The slight decrease in neurite number and the 2-fold decrease of neurite length that resulted from the A21K/E33V mutation in TM-binding site 1 of Tmod1, indicate that the difference in TM-binding abilities is important for the different functions of Tmod isoforms. Unexpectedly, the A21K/E33V mutation in Tmod1, that was supposed to increase binding to TM5NM1 and TM4 in site 1 (Uversky et al., 2011), also decreased binding of αTM1bzip and therefore of a short α-TM, TMBr3. However, actin filaments in the growth cone are associated with TM5NM1 and TM4 while TMBr3 is expressed only in adult neurons. We assume the most likely it is the change in binding TM5NM1 and TM4 that caused the decrease in neurite length.

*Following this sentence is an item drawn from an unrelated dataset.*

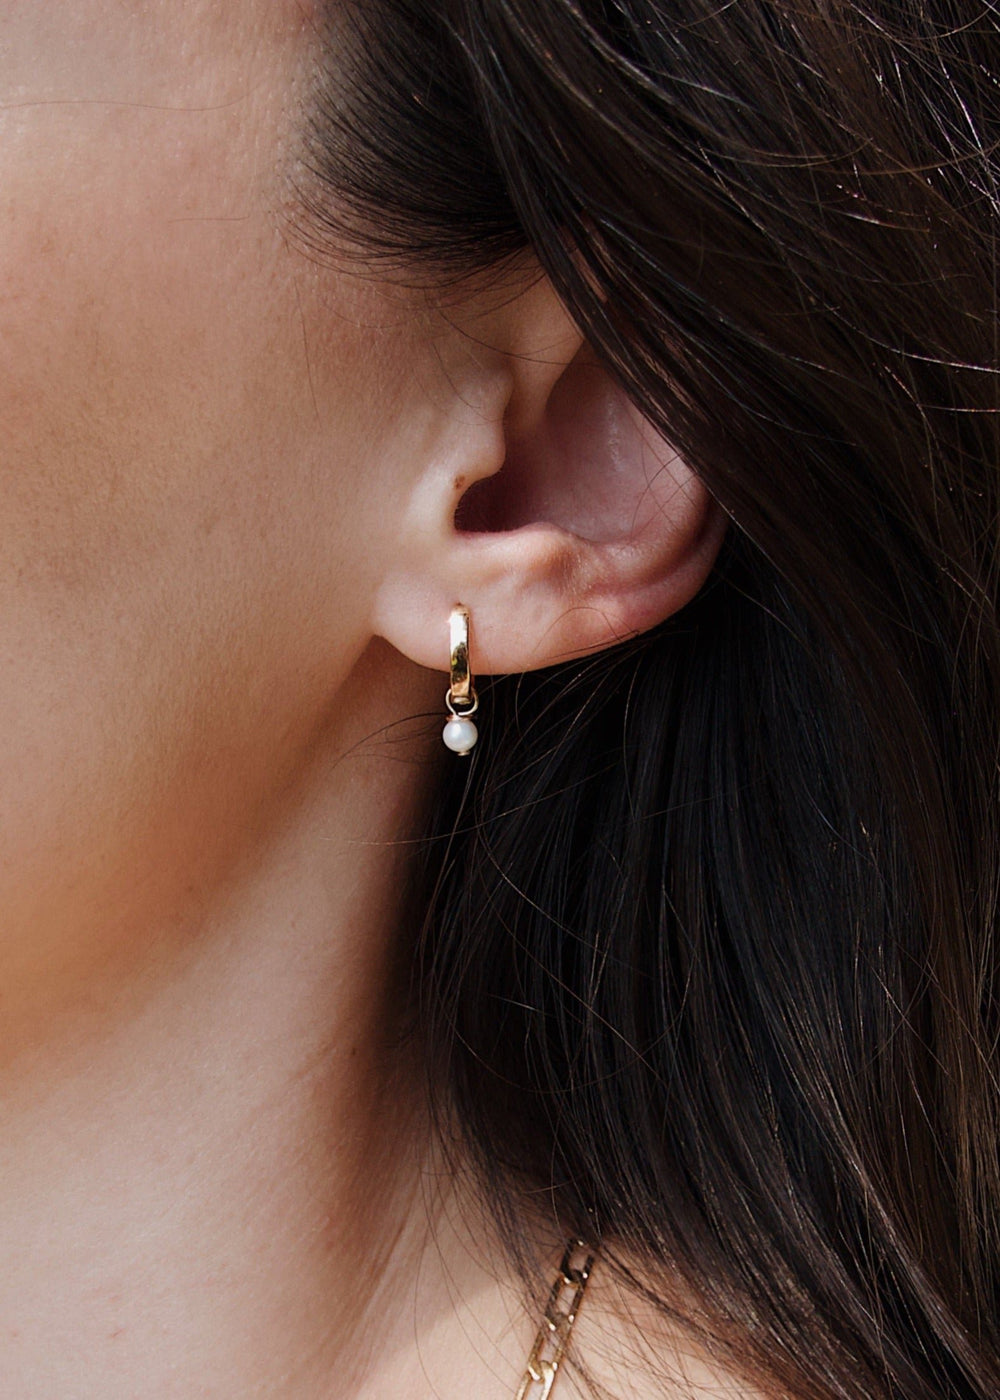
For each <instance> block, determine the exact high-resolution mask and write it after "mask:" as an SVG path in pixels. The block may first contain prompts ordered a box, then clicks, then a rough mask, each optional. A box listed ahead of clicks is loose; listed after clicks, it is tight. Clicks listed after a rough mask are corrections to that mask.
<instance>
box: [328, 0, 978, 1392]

Our present data on the over-expression of Tmod1 WT, Tmod1[A21K/E33V] and Tmod2 in PC12 cells clearly argue that Tmod1 is involved in neuronal differentiation for proper neurite formation and outgrowth, and that Tmod2 inhibits such neuronal differentiation. In fact, it is possible that an adequate balance between Tmod1 and Tmod2 levels may regulate actin polymerization in the growth cone during neuronal differentiation in order to promote neurite extension. Tmod1 may be required at the tip of growth cones whereas Tmod2 may be necessary within the shaft of the neurite. Mutations in the TM binding site of Tmod1 significantly impair neurite outgrowth, suggesting that the integrity of this binding domain is critical for the proper function of Tmod1 during neuronal differentiation.